Fig. 5. Disulfiram inhibits cell proliferation and induces MLL degradation in patient-derived primary high-grade glioma cells.

A Cells were plated in 96-wells plates. The following day cells were treated with the indicated concentrations of disulfiram in the absence or presence of increasing doses of auranofin. At the indicated time cell viability assays were performed. Data are mean ± STD; n = 3. B Top: whole-cell lysates were prepared from the indicated cells, cultured in the absence or presence of increasing concentrations of disulfiram for 16 h. Extracts were probed with α-MLL1 antibody and α-vinculin antibody as loading control. Bottom: the graphs represent image analysis of band intensity. Data are mean ± STD; n = 3; ^∗p < 0.05; two-way analysis of variance (ANOVA) test with Bonferroni posttest.

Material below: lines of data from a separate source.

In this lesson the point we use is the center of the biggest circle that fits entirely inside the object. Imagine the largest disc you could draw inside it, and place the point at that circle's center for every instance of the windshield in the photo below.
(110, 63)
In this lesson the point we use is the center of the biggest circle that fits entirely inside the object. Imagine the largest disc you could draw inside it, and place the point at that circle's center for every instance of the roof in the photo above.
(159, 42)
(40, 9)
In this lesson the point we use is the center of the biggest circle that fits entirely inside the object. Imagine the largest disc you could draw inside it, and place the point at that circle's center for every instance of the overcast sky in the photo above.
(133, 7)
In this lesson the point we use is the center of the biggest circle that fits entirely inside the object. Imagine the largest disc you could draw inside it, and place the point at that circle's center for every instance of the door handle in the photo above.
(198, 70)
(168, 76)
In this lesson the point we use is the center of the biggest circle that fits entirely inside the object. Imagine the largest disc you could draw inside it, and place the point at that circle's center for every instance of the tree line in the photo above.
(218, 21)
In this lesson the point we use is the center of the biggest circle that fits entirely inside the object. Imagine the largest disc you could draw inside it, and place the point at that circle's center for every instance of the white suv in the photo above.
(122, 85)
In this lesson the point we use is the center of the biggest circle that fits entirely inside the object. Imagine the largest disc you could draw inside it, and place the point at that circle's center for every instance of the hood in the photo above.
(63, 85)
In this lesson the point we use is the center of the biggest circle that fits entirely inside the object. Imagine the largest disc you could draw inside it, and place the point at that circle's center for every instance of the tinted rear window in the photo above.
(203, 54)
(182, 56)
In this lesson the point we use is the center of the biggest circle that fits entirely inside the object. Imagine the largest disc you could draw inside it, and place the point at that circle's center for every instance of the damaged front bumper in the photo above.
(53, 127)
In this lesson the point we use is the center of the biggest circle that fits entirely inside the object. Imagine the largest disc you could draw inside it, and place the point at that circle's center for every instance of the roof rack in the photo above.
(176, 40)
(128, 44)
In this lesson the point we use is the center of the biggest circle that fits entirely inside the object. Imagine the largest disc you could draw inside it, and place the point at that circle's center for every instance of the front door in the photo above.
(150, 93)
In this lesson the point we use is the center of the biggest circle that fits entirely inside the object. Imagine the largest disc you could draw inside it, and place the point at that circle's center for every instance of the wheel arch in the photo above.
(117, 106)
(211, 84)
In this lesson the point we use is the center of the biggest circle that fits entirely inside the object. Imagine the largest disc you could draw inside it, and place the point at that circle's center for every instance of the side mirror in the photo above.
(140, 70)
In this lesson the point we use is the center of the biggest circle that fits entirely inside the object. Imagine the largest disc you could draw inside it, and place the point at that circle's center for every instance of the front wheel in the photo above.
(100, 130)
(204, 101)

C GPC16 cells were seeded in six-well plates at a density of 0.4 × 10⁶ cells/well and transfected with 25 pmol ON-TARGETplus Control pool Non-Targeting pool (labeled C), or ON-TARGETplus SMART pool siRNA targeting MLL1 and MLL2 (labeled siRNA). Cell viability assays were performed 3 days after transfection. Data are mean ± STD; n = 3; ^∗p < 0.05; one-sample t-test. D, E, and F same experiment as Fig. 1 but with GPC16 cells. G qPCR analyses of selected transcription factors expression upon MLL1/MLL2 downregulation in GPC16 cells. Data are mean ± STD; n = 3; ^∗∗p < 0.01; one-sample t-test.